No-one in Edinburgh it seems can remember anything like it – the snow began as forecast on the night of Friday 26th November – very early in the year for this part of the country. By Saturday Edinburgh looked gorgeous, with 3-4 inches and bright skies. But then it just kept coming.
By Monday 29th it was really difficult to get around, with traffic struggling and bus schedules seriously disrupted. My staff managed to get in to open the office but I told them to leave early if it looked as if it would be difficult to get home again.
By Wednesday it became clear that the situation was quite serious. The office was receiving more and more calls from people in the higher, southern parts of the constituency who were unable to get out because there had been no gritting or clearing of any residential streets; the council concentrated on doing only the category A roads, ie the main bus routes, but with snow falling all week, no other streets were cleared.

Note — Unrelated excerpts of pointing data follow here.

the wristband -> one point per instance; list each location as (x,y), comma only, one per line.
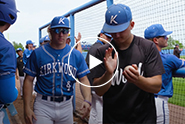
(87,102)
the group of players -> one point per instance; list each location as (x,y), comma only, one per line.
(135,95)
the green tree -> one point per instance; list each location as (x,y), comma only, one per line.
(18,45)
(172,42)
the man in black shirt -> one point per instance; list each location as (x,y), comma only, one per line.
(177,51)
(97,102)
(129,96)
(19,70)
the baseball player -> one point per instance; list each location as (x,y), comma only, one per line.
(44,40)
(54,86)
(158,35)
(8,91)
(27,51)
(129,96)
(19,70)
(97,101)
(78,38)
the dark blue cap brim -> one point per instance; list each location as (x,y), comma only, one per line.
(60,26)
(115,28)
(166,33)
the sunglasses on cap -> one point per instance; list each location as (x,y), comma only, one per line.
(165,37)
(59,30)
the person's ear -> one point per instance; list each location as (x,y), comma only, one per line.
(132,23)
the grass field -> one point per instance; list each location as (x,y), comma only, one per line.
(178,92)
(182,57)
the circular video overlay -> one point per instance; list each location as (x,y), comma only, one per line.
(82,42)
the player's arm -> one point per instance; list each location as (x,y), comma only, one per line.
(17,74)
(148,84)
(110,65)
(27,97)
(78,46)
(86,93)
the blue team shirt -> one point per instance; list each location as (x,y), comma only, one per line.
(170,63)
(50,66)
(8,61)
(26,55)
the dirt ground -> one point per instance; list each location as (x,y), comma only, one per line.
(19,118)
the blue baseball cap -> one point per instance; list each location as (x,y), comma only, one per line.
(41,40)
(155,30)
(108,35)
(18,49)
(45,38)
(117,18)
(29,42)
(60,22)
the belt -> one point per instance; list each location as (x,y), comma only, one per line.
(56,98)
(162,97)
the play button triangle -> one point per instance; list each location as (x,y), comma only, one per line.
(93,62)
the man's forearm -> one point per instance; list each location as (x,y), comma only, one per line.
(151,84)
(101,80)
(27,92)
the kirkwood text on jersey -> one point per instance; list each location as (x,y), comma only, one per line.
(57,67)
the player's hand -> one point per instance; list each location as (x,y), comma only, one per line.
(85,108)
(110,63)
(78,37)
(29,116)
(17,77)
(132,74)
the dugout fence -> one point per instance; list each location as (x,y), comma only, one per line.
(88,19)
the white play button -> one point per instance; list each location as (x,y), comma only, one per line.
(93,62)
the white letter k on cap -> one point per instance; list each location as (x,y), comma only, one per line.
(113,19)
(61,20)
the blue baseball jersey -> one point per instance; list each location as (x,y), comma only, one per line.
(26,55)
(50,66)
(170,63)
(8,61)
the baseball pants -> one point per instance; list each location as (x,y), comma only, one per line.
(50,112)
(96,113)
(161,103)
(21,79)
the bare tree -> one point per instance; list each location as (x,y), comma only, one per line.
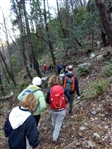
(104,19)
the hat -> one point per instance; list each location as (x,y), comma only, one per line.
(36,81)
(70,67)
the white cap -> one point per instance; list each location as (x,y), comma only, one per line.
(36,81)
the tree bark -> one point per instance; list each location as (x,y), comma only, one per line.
(50,44)
(104,19)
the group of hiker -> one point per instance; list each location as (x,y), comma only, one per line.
(22,124)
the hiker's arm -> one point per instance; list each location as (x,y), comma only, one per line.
(48,97)
(77,86)
(67,94)
(42,102)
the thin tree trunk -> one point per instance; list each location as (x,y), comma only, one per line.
(50,44)
(104,19)
(30,42)
(9,73)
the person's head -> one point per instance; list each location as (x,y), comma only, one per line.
(54,80)
(28,102)
(37,81)
(70,68)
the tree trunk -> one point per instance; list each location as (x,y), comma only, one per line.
(104,19)
(50,44)
(30,42)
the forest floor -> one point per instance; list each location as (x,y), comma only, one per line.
(90,126)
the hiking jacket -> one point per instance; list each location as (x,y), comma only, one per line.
(20,126)
(70,75)
(39,98)
(66,92)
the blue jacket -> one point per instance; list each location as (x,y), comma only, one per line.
(19,126)
(70,75)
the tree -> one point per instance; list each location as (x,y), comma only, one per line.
(104,19)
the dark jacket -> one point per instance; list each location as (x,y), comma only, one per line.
(17,129)
(66,92)
(70,75)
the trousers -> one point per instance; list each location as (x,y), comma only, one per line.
(71,102)
(57,118)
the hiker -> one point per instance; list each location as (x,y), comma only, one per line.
(20,126)
(70,81)
(38,93)
(36,65)
(45,68)
(65,68)
(51,68)
(59,68)
(57,97)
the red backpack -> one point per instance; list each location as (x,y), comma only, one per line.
(57,98)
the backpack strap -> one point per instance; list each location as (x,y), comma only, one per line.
(64,84)
(73,83)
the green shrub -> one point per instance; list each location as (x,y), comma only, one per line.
(22,86)
(96,88)
(107,70)
(83,70)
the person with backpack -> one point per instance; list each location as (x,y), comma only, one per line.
(20,126)
(57,97)
(35,88)
(59,68)
(70,82)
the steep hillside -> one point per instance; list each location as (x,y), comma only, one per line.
(90,126)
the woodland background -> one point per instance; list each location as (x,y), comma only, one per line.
(78,33)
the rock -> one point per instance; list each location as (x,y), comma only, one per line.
(96,135)
(82,128)
(99,57)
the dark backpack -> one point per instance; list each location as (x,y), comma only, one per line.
(27,92)
(57,98)
(69,83)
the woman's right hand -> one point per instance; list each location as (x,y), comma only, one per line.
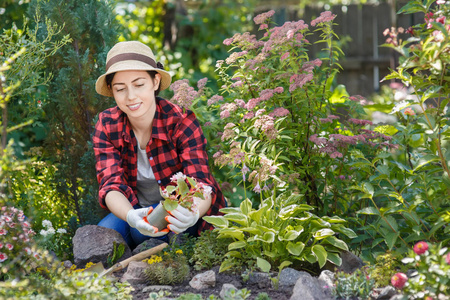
(135,218)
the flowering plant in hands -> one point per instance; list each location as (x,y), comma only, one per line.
(56,240)
(16,245)
(183,192)
(431,276)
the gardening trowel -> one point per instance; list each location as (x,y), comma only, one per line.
(99,268)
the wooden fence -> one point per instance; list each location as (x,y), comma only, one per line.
(365,62)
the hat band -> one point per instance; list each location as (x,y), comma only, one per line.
(131,56)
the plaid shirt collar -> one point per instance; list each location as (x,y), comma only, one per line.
(158,131)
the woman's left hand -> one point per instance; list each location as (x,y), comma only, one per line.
(182,218)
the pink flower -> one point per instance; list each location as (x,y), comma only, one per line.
(409,111)
(284,56)
(201,83)
(224,114)
(261,18)
(324,17)
(420,248)
(399,280)
(3,257)
(257,188)
(227,42)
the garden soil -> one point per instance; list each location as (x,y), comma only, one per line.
(221,279)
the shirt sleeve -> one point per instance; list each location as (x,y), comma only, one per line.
(110,174)
(191,144)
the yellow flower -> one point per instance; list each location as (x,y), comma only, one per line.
(154,259)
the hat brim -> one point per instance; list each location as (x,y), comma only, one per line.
(130,65)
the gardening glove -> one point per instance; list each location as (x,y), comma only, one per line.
(182,218)
(135,218)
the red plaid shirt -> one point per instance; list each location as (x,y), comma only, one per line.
(177,145)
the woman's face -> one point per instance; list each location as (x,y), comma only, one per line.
(134,92)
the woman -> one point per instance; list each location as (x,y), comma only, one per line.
(143,141)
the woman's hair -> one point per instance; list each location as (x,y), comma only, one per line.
(152,74)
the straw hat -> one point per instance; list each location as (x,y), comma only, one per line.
(130,55)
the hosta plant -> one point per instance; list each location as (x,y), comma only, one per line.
(280,232)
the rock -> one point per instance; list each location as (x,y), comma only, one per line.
(326,278)
(135,273)
(203,280)
(308,288)
(260,279)
(326,281)
(147,244)
(288,278)
(93,243)
(350,262)
(386,293)
(226,288)
(156,288)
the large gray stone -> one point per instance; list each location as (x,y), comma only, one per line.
(308,288)
(93,243)
(135,273)
(288,278)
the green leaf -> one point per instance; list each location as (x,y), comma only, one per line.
(347,231)
(391,238)
(218,221)
(337,242)
(237,217)
(334,258)
(368,211)
(323,233)
(268,237)
(425,160)
(226,265)
(263,264)
(295,248)
(182,186)
(237,245)
(320,253)
(246,206)
(290,235)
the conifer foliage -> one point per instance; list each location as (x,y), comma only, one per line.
(72,103)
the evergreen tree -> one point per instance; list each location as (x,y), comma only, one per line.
(72,103)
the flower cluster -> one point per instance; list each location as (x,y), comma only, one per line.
(183,190)
(16,235)
(184,94)
(431,276)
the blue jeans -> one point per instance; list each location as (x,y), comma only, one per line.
(131,235)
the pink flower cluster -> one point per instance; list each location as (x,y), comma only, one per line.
(17,233)
(184,94)
(261,18)
(324,17)
(267,125)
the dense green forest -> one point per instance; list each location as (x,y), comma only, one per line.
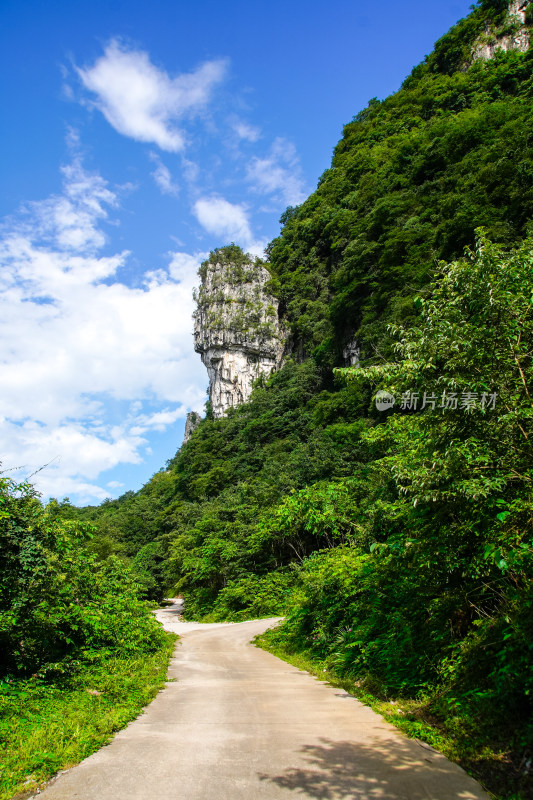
(397,543)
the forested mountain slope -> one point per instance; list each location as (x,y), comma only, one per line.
(399,543)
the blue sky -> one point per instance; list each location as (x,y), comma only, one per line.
(136,137)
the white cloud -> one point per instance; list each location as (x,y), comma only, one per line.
(245,131)
(279,173)
(75,342)
(144,102)
(228,220)
(162,176)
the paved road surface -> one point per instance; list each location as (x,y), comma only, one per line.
(239,724)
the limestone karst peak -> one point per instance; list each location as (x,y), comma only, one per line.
(236,326)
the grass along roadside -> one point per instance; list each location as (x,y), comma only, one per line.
(45,728)
(492,767)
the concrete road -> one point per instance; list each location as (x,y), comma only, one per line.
(239,724)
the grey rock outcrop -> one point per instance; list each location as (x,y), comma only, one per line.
(236,327)
(518,39)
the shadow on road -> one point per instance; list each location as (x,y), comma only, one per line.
(353,772)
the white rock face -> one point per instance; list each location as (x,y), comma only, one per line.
(236,330)
(519,40)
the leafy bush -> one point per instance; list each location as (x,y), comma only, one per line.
(58,603)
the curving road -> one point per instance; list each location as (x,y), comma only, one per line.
(239,724)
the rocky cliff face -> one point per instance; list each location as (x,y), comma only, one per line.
(236,327)
(515,34)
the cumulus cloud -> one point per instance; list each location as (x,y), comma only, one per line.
(144,102)
(278,173)
(245,131)
(162,176)
(76,343)
(227,220)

Roz, John and Paul fielded call after call from angry and frustrated constituents, unable to get out for shopping, for hospital appointments, or even to try to clear the snow from their front paths.

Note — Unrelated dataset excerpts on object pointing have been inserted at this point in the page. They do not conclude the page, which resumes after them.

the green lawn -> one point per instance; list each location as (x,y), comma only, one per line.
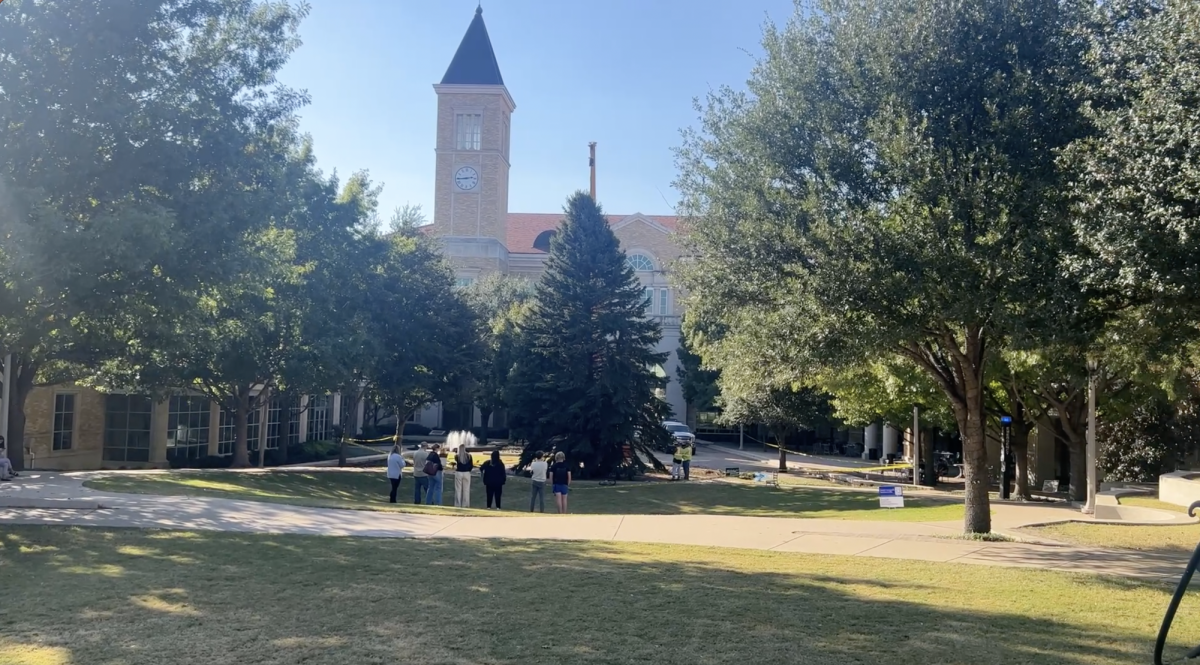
(1176,539)
(83,597)
(369,489)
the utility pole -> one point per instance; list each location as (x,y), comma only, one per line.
(916,444)
(1090,507)
(5,397)
(592,162)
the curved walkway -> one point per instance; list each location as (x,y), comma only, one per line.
(52,498)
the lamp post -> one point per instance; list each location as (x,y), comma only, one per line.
(916,444)
(1092,366)
(1006,424)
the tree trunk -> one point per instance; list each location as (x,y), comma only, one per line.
(780,438)
(1078,469)
(22,385)
(485,417)
(240,425)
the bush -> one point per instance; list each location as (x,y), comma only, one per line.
(208,461)
(1149,442)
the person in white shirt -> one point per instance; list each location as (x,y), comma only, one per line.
(395,467)
(538,468)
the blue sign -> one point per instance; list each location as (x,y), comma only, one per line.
(891,496)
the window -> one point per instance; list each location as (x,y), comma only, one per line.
(127,427)
(64,421)
(468,131)
(658,301)
(253,423)
(318,419)
(543,241)
(187,429)
(227,433)
(641,263)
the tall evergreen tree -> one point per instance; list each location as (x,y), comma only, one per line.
(586,383)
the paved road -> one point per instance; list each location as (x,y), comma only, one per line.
(51,498)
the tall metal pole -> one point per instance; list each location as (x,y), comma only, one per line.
(592,162)
(916,444)
(1090,507)
(5,396)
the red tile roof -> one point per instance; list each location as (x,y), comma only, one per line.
(525,227)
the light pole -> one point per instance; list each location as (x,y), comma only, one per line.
(916,444)
(1006,424)
(1092,366)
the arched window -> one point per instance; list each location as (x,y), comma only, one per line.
(640,263)
(543,240)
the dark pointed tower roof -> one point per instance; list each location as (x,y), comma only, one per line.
(474,64)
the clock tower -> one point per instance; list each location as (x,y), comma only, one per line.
(472,189)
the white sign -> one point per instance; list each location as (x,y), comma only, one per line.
(891,496)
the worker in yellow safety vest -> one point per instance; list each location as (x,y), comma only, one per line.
(683,453)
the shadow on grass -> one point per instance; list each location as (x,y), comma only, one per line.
(167,598)
(370,490)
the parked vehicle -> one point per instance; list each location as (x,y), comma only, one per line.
(681,432)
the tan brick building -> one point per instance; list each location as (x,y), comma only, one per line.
(471,210)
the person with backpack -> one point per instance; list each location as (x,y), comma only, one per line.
(420,479)
(495,477)
(395,467)
(463,463)
(561,474)
(538,474)
(433,469)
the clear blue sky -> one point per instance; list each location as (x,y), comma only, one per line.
(619,72)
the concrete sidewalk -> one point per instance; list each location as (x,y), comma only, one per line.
(57,499)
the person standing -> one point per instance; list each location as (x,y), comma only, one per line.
(6,472)
(435,469)
(562,477)
(677,462)
(495,477)
(538,471)
(685,459)
(420,479)
(395,467)
(463,463)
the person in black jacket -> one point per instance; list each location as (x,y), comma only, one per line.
(495,477)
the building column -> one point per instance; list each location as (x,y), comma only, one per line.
(214,427)
(303,426)
(160,417)
(891,441)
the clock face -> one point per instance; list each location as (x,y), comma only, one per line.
(466,178)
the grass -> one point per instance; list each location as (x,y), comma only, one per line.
(1167,539)
(77,595)
(369,489)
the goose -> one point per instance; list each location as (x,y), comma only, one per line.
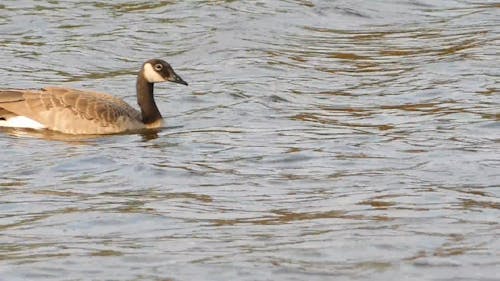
(76,112)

On Friday, having got back to Edinburgh with considerable difficulty, I went out with my colleague from the Labour Group of the Council, Norma Hart, to Gracemount Avenue and The Murrays to see for myself the difficulties people there were experiencing. We went in to the estates on foot – the only way! – and talked to several constituents who all told the same story of repeated calls to the council only to be told that the gritters and ploughs were working round the clock on keeping the bus routes open. The residential streets are all category C, and so far no streets in that category had been cleared. Amonsgt others we met a man who had had heart and lung surgery earlier this year, digging his car out in order to try and get to the shops because there was hardly any food left in his house.

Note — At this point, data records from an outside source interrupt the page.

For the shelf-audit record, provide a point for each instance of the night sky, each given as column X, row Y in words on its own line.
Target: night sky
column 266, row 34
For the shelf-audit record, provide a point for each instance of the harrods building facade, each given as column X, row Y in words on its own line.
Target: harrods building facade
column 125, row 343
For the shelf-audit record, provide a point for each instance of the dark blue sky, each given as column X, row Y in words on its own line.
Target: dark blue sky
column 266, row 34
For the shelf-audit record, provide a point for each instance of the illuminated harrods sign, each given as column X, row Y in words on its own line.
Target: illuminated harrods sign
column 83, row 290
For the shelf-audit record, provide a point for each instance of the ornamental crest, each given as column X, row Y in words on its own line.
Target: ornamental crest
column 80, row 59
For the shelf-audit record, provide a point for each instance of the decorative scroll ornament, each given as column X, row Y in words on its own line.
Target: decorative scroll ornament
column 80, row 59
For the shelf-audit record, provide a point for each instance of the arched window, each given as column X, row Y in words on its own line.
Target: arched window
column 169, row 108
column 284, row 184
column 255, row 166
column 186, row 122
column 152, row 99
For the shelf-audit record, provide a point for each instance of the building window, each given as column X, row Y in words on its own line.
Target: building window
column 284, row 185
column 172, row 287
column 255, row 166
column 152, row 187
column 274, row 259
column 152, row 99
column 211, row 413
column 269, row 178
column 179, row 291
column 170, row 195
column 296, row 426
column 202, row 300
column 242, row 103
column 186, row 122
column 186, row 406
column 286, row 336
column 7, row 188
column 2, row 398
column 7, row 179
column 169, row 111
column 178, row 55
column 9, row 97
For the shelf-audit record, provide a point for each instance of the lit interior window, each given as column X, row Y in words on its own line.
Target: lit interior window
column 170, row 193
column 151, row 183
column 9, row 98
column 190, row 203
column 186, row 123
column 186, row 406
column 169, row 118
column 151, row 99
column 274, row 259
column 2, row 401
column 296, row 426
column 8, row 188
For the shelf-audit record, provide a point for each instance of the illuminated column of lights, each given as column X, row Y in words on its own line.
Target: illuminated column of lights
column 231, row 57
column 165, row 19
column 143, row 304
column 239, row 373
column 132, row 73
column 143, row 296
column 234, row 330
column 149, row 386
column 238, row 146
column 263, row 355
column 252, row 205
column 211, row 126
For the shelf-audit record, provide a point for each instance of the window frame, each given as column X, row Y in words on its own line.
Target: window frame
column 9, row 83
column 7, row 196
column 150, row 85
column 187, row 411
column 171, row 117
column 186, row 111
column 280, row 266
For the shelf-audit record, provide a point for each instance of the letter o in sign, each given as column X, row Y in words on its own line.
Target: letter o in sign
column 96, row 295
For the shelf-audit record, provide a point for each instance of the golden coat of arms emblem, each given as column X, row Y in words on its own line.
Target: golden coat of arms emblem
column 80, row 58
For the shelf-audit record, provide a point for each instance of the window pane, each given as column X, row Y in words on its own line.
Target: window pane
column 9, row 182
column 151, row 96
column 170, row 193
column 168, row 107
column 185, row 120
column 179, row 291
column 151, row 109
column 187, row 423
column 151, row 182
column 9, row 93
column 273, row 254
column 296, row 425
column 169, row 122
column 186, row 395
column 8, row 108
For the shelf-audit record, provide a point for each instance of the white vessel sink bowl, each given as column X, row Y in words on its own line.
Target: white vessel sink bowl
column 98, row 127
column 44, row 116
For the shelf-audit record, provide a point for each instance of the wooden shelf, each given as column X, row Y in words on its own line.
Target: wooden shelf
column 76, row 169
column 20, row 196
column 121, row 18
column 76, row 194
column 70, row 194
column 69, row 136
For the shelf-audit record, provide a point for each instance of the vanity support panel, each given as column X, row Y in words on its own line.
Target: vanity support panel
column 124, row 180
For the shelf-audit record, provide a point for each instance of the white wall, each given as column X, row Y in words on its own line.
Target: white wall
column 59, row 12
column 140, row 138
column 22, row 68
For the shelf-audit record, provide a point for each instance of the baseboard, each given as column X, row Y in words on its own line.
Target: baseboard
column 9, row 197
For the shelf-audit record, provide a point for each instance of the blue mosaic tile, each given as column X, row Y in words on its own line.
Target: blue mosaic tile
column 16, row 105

For the elderly and disabled this had by now become a nightmare of isolation with dwindling supplies of food and medication and no help from the council to make things better for them.
By now the office was putting in call after call tothe council to see if they could get some help out to these stranded parts of the constituency, but the answer was always the same – keeping the main routes open.
The weekend brought some relief in the form of a slight thaw: across the constituency peolple could be seen clearing the pavements and footpaths and digging their cars out from under feet of snow – some cars looked like giant snowballs at the side of the road, so completely covered were they.
But it wasnt to last. On Monday morning I started to head back to London, having heard how difficult the journey was likely to be. Meanwhile Edinburgh was again blanketed in a snowstorm that lasted a full 7 hours, bringing everything to a halt, Lothian buses, which up til now had done a wonderful job of running as full a service as possible, included. The phone lines were again red hot, with more and more people expressing their fury with the council and their strong feelings of having been badly let down. And by now its not just about impassable streets, its also that there have been no refuse collections because all the staff have been diverted to snow clearing but the rubbish is by now starting to pile up with no way of getting rid of it.
Monday night saw temperatures plummet closing the central belt’s entire motorway system. In Edinburgh the temperature dropped to -12, causing widespread problems with ice.
On Tuesday evening the council finally realised that they were not in control and there is talk of calling on the army for help.
There is no doubt that the snow has been extraordinarily heavy; however it was not unexpected. As recently as October they were saying that they were completely prepared for a bad winter, with extra salt and grit and several new machines for clearing the footpaths. Try telling that to my constituents!